KMSEncryptionKey：如果使用查询源从 BigQuery 读取数据，请使用此 Cloud KMS 密钥加密创建的任何临时表。例如 projects/your-project/locations/global/keyRings/your-keyring/cryptoKeys/your-key。
elasticsearchUsername：用于进行身份验证的 Elasticsearch 用户名。如果指定，则系统会忽略 apiKey 的值。
elasticsearchPassword：用于进行身份验证的 Elasticsearch 密码。如果指定，则系统会忽略 apiKey 的值。
batchSize：按文档数量的批次大小。默认值为 1000。
batchSizeBytes：批次大小（以字节数为单位）。默认值为 5242880 (5mb)。
maxRetryAttempts：重试次数上限。必须大于零。默认值为 no retries。
maxRetryDuration：重试时长上限（以毫秒为单位）。必须大于零。默认值为 no retries。
propertyAsIndex：要编入索引的文档中的一个属性，其值指定批量请求要包含在文档中的 _index 元数据。优先于 _index UDF。默认值为 none。
javaScriptIndexFnGcsPath：函数的 JavaScript UDF 来源的 Cloud Storage 路径，该函数指定批量请求要包含在文档中的 _index 元数据。默认值为 none。

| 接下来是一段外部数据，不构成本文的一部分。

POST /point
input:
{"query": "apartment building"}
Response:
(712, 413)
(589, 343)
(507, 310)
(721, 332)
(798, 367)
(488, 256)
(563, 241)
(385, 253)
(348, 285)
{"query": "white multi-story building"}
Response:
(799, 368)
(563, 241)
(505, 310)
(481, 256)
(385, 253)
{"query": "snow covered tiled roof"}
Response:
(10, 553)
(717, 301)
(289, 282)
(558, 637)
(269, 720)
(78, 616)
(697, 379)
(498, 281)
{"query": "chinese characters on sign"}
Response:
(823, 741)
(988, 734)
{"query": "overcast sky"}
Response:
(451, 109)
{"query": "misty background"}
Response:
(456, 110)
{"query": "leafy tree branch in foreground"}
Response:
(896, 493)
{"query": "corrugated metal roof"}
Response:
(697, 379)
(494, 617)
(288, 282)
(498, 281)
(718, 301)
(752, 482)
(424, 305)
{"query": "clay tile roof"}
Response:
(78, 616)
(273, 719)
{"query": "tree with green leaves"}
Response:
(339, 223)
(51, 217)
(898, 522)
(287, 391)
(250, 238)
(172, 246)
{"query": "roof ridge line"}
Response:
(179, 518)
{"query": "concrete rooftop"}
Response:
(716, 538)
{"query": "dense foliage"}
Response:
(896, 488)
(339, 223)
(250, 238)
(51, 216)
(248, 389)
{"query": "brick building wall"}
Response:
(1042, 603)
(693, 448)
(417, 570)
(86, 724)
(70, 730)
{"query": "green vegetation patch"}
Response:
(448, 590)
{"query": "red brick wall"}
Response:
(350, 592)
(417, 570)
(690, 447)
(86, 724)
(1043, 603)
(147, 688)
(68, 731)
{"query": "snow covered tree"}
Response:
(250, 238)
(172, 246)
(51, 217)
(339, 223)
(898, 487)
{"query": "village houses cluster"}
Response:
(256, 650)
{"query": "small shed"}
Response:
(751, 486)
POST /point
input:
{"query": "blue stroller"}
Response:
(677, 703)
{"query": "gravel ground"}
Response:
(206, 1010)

javaScriptIndexFnName：UDF JavaScript 函数的名称，该函数指定要将 _index 元数据包含在批量请求的文档中。默认值为 none。
propertyAsId：要编入索引的文档中的一个属性，其值指定批量请求要包含在文档中的 _id 元数据。优先于 _id UDF。默认值为 none。
javaScriptIdFnGcsPath：函数的 JavaScript UDF 来源的 Cloud Storage 路径，该函数指定批量请求要包含在文档中的 _id 元数据。默认值为 none。

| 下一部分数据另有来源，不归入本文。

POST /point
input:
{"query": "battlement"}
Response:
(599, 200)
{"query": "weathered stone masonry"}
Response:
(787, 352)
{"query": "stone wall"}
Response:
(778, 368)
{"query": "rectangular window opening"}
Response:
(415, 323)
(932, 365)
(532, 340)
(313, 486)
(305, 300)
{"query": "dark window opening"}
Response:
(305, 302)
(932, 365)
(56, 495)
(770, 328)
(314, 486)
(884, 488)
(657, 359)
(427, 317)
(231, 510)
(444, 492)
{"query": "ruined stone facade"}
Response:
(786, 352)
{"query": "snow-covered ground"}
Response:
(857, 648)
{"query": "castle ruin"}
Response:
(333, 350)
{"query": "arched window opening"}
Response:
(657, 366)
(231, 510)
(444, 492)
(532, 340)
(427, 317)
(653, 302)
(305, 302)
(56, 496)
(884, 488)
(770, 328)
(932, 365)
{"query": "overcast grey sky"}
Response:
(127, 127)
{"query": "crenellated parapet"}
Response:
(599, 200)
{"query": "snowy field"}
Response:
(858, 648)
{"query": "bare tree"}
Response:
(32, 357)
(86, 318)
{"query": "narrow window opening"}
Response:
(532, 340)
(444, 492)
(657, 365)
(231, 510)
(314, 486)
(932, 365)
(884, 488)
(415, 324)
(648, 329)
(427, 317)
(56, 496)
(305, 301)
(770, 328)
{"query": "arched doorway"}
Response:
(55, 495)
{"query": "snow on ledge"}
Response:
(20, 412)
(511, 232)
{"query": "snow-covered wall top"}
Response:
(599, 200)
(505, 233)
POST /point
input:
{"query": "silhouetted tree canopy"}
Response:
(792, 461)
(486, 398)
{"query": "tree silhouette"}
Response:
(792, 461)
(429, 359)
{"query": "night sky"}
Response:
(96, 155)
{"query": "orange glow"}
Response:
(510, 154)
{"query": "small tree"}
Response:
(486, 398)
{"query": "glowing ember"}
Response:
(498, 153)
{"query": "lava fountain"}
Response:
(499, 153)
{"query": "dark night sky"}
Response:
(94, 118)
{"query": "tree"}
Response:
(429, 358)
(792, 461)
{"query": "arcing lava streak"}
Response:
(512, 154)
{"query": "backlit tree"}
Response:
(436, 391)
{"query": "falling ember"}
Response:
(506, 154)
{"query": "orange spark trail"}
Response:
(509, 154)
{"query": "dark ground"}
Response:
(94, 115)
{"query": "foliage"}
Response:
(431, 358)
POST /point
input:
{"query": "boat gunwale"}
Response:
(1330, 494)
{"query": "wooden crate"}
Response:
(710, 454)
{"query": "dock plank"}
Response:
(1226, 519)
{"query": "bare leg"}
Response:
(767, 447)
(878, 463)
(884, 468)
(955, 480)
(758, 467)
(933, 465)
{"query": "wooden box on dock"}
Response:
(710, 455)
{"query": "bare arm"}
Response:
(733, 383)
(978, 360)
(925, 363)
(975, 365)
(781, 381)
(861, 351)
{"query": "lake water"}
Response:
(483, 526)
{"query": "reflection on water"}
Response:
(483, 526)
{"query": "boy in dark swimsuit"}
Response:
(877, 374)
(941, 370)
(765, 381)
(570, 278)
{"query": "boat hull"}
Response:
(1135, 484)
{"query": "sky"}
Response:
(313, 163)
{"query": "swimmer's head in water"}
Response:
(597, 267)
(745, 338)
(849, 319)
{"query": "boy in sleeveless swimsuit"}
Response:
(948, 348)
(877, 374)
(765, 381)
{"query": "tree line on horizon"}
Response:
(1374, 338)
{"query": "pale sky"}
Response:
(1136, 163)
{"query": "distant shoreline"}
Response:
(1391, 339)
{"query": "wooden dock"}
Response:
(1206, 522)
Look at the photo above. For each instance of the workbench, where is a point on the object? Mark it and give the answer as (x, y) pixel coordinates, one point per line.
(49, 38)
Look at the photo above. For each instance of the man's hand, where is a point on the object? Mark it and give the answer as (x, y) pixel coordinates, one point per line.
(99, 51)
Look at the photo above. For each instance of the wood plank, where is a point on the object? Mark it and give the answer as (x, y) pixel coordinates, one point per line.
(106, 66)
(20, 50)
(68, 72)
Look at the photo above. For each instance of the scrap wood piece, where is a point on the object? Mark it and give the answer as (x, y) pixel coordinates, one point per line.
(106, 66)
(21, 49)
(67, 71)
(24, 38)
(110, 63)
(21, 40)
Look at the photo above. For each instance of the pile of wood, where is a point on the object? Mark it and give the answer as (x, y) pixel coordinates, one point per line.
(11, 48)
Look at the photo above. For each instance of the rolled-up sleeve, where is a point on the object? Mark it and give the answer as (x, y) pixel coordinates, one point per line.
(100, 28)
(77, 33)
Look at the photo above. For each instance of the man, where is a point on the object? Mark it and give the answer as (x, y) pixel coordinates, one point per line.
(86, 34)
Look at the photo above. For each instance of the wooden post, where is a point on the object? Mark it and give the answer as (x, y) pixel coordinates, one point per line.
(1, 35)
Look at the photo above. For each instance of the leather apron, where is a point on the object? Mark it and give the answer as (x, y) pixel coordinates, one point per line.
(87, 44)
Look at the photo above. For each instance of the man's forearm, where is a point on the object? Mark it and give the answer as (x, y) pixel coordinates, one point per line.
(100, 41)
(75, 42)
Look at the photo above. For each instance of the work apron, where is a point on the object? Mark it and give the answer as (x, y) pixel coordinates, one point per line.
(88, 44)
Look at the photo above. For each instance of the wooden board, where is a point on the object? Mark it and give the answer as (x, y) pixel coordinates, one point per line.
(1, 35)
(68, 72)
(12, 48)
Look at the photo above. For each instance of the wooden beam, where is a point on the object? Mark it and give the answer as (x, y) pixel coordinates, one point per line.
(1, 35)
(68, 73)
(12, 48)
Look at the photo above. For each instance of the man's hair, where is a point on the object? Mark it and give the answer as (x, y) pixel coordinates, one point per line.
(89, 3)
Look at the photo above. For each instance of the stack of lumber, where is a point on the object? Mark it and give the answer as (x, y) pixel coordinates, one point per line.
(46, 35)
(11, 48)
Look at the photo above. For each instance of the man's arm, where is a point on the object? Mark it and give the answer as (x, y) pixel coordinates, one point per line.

javaScriptIdFnName：UDF JavaScript 函数的名称，该函数指定批量请求要包含在文档中的 _id 元数据。默认值为 none。
javaScriptTypeFnGcsPath：函数的 JavaScript UDF 来源的 Cloud Storage 路径，该函数指定要将 _type 元数据包含在批量请求的文档中。默认值为 none。
javaScriptTypeFnName：UDF JavaScript 函数的名称，该函数指定批量请求要包含在文档中的 _type 元数据。默认值为 none。

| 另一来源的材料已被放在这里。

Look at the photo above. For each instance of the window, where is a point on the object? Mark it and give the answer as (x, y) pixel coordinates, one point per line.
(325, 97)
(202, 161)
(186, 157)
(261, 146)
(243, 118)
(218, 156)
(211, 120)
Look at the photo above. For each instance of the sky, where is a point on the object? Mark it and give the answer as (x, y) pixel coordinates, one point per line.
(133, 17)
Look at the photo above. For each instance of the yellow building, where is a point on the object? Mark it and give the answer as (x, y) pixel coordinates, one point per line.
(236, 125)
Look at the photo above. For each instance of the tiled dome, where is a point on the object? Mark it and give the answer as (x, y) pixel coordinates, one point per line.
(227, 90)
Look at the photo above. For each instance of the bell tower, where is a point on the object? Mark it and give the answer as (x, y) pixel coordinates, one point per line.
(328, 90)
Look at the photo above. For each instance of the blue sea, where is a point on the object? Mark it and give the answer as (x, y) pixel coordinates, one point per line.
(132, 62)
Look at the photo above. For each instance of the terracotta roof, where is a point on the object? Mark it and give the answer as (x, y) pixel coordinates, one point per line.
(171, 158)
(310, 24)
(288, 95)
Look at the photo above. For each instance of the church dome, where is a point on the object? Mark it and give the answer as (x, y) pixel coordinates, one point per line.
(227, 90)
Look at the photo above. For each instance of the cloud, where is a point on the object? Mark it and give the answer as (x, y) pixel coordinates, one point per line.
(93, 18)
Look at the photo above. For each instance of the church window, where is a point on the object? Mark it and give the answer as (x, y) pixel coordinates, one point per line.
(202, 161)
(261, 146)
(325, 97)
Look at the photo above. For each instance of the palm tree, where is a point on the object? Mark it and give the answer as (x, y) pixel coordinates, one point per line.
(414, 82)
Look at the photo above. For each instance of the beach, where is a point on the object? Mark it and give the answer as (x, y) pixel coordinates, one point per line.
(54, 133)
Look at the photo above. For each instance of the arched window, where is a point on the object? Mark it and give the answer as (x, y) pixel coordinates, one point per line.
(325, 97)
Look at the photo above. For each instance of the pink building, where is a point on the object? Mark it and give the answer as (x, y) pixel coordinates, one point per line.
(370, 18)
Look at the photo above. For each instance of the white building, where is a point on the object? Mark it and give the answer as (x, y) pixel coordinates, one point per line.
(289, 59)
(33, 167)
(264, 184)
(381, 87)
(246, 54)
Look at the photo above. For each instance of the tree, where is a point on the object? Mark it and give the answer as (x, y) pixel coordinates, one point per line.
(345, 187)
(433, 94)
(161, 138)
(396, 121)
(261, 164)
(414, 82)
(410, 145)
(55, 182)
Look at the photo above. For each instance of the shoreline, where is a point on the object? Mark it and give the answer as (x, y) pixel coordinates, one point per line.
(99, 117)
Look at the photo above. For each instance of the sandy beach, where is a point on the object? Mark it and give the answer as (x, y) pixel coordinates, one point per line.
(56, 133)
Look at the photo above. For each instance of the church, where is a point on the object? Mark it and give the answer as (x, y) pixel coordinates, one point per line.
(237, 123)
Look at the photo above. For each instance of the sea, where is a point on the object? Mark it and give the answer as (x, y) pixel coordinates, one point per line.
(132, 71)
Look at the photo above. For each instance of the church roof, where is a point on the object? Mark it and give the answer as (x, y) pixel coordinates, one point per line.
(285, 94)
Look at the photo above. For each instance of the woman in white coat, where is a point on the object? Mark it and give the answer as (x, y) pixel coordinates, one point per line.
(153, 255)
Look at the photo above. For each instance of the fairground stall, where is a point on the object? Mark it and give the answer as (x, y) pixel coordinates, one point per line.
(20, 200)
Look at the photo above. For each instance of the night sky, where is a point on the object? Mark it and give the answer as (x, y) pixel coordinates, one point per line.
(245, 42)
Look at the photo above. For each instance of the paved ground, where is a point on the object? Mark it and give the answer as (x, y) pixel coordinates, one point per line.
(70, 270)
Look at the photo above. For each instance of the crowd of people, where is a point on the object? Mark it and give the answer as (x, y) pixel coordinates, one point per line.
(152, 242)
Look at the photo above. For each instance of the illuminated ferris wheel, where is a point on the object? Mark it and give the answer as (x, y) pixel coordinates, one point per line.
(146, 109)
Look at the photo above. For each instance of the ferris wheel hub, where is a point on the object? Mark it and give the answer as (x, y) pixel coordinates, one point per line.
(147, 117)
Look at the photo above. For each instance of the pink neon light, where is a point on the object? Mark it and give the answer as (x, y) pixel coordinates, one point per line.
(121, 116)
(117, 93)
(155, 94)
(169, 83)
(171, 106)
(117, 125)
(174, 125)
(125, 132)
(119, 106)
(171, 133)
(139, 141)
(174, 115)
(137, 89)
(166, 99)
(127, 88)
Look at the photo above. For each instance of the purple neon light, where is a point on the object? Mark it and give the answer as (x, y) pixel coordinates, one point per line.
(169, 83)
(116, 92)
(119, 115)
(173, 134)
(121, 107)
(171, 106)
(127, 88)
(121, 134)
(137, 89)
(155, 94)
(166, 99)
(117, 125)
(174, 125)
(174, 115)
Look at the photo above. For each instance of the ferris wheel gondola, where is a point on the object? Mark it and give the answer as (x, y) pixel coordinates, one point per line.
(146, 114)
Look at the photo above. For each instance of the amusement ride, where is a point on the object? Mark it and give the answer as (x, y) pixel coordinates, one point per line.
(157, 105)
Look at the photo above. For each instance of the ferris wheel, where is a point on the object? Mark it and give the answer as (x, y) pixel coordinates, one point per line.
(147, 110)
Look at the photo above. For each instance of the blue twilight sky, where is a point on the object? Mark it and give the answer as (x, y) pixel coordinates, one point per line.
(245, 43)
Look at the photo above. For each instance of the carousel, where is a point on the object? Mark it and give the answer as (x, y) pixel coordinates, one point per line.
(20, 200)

javaScriptIsDeleteFnGcsPath：函数的 JavaScript UDF 来源的 Cloud Storage 路径，该函数确定是否应删除文档，而不是插入或更新文档。该函数会返回字符串值 true 或 false。默认值为 none。
javaScriptIsDeleteFnName：UDF JavaScript 函数的名称，该函数确定是否应删除文档，而不是插入或更新文档。该函数会返回字符串值 true 或 false。默认值为 none。
usePartialUpdate：是否在 Elasticsearch 请求中使用部分更新（更新而不是创建或编入索引，允许部分文档）。默认值为 false。
bulkInsertMethod：在 Elasticsearch 批量请求中使用 INDEX（编入索引，允许 upsert）还是 CREATE（创建，会对重复 _id 报错）。默认值为 CREATE。
trustSelfSignedCerts：是否信任自签名证书。已安装的 Elasticsearch 实例可能具有自签名证书，将此参数设置为 true 可绕过对 SSL 证书的验证。（默认值为：false。）
disableCertificateValidation：如果为 true，则信任自签名 SSL 证书。Elasticsearch 实例可能具有自签名证书。如需绕过证书的验证，请将此参数设置为 true。默认值为 false。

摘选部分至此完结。